Module id fail #5261

mattdurham · 2023-09-21T13:00:28Z

PR Description

This handles the use case where a module gets added but with an invalid configuration, lets say a module.file with invalid config. Then gets resolved. Since the first module failed without running, the ID was added to the registry on NewModule but since Run was never called it never gets cleaned up.

Which issue(s) this PR fixes

Closes #4702

Notes to the Reviewer

I am not a huge fan of this solution. I tried an approach to automatically clean it up but since the error happens deep in the loader by the time the error bubbled up to the parent module it was to late.

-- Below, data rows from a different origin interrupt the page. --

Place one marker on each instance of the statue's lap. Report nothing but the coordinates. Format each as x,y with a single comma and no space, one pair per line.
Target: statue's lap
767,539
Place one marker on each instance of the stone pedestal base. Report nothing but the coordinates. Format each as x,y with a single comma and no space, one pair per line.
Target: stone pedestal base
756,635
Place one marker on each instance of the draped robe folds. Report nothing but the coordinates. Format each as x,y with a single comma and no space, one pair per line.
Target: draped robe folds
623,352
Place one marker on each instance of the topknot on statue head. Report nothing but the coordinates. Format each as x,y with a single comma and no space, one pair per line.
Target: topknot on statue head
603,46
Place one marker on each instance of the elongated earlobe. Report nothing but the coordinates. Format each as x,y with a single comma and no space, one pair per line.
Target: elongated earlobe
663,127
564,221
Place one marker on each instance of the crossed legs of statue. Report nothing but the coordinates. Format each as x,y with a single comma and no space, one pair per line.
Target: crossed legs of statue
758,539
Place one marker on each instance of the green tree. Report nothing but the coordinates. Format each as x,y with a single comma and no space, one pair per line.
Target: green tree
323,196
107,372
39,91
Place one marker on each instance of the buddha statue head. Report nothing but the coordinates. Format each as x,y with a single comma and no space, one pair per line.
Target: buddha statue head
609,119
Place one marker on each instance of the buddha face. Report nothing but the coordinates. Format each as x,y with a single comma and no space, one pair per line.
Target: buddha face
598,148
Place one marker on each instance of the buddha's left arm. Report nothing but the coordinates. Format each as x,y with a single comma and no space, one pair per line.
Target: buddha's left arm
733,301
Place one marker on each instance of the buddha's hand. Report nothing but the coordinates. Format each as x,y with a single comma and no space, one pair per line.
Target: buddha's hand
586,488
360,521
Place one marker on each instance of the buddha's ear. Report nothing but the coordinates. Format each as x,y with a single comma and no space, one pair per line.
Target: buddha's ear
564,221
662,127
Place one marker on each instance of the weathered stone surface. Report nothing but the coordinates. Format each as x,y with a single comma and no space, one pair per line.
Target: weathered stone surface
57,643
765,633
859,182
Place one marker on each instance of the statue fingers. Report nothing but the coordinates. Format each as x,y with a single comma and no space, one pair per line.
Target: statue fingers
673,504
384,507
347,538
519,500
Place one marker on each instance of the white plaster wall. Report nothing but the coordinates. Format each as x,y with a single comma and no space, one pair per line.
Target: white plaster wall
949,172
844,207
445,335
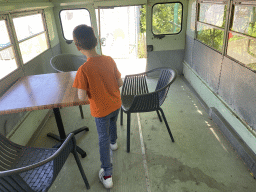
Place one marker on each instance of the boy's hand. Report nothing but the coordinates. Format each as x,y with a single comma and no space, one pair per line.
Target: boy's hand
120,82
82,95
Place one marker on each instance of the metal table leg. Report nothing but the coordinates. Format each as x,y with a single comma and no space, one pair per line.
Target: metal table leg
62,133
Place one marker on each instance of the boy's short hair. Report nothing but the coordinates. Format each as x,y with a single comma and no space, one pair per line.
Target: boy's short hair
84,37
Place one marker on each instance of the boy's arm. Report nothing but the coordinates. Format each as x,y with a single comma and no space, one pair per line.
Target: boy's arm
82,95
120,82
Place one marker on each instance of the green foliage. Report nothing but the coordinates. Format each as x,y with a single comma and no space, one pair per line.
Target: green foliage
212,37
166,18
143,19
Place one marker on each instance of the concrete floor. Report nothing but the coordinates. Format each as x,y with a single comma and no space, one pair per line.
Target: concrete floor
200,160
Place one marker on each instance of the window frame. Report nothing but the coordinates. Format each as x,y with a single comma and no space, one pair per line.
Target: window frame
22,14
240,3
181,28
211,25
8,17
228,25
67,40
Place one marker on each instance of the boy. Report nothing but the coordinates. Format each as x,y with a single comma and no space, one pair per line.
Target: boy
98,80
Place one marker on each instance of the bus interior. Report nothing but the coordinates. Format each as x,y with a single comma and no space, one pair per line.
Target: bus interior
210,107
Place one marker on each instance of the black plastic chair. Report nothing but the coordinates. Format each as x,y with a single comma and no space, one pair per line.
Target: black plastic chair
29,169
66,63
136,97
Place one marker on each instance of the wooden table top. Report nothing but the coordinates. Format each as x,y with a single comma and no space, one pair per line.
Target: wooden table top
38,92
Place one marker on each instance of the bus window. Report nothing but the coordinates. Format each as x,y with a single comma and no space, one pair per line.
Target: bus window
166,18
7,59
242,36
211,24
31,34
72,18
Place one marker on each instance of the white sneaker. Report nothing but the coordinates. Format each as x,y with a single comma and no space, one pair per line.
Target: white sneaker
108,183
113,147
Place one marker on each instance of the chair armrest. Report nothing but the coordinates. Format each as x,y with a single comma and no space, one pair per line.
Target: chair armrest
33,166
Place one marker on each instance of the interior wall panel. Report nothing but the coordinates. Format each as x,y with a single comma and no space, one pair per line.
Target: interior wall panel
238,88
171,59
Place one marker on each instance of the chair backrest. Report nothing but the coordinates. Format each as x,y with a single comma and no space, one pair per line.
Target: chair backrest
28,169
135,96
67,62
135,85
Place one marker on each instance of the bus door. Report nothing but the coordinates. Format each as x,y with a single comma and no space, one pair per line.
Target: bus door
165,33
122,37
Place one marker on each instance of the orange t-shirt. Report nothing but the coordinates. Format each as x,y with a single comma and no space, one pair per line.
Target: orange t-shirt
98,77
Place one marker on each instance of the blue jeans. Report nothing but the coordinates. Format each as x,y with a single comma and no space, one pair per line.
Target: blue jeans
106,127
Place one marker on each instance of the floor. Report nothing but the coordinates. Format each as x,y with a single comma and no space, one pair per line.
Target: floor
200,160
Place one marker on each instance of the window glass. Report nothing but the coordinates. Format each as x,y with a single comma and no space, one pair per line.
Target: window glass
245,20
211,24
28,26
7,59
33,47
72,18
167,18
212,14
242,49
210,35
31,35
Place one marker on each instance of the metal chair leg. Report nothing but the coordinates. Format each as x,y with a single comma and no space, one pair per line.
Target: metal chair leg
159,116
128,131
78,162
121,118
170,133
81,111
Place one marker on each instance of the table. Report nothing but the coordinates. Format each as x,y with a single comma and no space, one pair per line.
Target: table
45,91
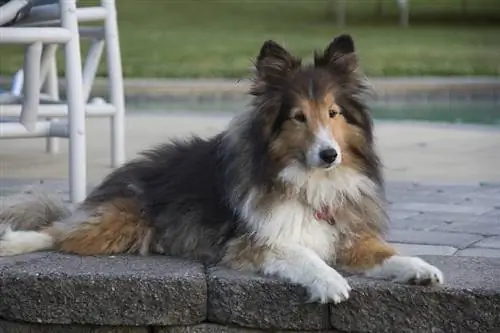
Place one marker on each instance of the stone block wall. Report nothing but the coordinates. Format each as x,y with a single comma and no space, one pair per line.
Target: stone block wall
50,292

I also thought about and scaffolded a cleanup lifecycle step but that felt to large of a change.

PR Checklist

CHANGELOG.md updated
Tests updated

erikbaranowski

LGTM, nice test case to validate this 💯

rfratto

I'm worried about this specific implementation too.

Ideally, the implementation of a component doesn't need to worry about previous iteration of that same component.

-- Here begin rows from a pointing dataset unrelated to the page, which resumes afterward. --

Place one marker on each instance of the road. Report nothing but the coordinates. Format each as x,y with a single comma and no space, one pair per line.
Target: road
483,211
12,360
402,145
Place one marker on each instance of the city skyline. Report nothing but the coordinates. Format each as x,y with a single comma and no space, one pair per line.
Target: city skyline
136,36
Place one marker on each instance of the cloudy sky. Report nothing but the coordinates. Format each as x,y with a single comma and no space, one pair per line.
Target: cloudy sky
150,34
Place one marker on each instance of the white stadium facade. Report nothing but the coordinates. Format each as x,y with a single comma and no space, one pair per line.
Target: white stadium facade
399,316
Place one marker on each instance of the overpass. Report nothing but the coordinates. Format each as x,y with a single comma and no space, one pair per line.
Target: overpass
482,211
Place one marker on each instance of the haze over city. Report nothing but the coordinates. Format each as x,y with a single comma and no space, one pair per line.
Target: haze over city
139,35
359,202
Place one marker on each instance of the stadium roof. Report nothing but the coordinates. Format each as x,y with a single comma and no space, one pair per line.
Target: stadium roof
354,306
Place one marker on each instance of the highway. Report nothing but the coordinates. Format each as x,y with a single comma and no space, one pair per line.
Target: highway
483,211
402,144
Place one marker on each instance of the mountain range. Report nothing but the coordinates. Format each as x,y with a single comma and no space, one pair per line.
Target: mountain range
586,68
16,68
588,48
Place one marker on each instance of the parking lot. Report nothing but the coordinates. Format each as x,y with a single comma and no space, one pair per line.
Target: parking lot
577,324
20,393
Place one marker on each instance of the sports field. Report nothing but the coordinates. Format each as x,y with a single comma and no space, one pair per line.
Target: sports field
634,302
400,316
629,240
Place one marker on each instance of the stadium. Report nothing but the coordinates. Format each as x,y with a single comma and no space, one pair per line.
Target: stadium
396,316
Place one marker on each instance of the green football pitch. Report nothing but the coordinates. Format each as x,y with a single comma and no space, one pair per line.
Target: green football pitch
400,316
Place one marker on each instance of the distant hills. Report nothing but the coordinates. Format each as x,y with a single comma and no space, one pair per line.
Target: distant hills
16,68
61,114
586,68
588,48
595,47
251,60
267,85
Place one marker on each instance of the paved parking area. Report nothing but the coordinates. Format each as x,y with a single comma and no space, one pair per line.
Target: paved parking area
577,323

Does the module creation error still happen if ComponentNode is responsible for terminating/cleaning created modules on an evaluation failure or when the component shuts down?

mattdurham · 2023-09-21T18:42:05Z

The root is at https://github.com/grafana/agent/blob/main/pkg/flow/module.go#L48 , that adds the path to the registry/modules which is called from https://github.com/grafana/agent/blob/main/component/module/file/file.go#L64 then Update fails since the file doesn't exist so it returns nil for the component and the code at https://github.com/grafana/agent/blob/main/pkg/flow/module.go#L137C1-L137C1 never gets called to remove it.

This may also be an outgrowth of Run vs Update debate of what we should do in either.

IMO the cleanest step would be adding a Cleanup lifecycle that is called regardless if Run is called for a component, though that would require always returning a component.

rfratto · 2023-09-21T18:59:30Z

IMO the cleanest step would be adding a Cleanup lifecycle that is called regardless if Run is called for a component, though that would require always returning a component.

Who would be the caller of this?

In my mind, ComponentNode has the most control over doing this transparently to component implementations:

ComponentNode has access to the module controller instance and can remove modules on behalf of a component.
ComponentNode knows when it's constructing a component, and if that construction fails.
ComponentNode knows when a component exits (i.e., when Run exits).

So, ComponentNode could unregister components using the module controller directly in one of these cases:

The initial component construction fails.
The Run method exits.

Neither of those would require access to the constructed component, so it would still allow for component constructors to return nil (which is also important behavior for #4411 to work properly).

mattdurham · 2023-09-26T13:21:27Z

Sounds solid though using the ComponentNode would mean we would need to check for an interface or flag since it would make sense to move the Removal and Addition of module ids to the component node so only one thing is controlling the add/remove id lifecycle and it is one place.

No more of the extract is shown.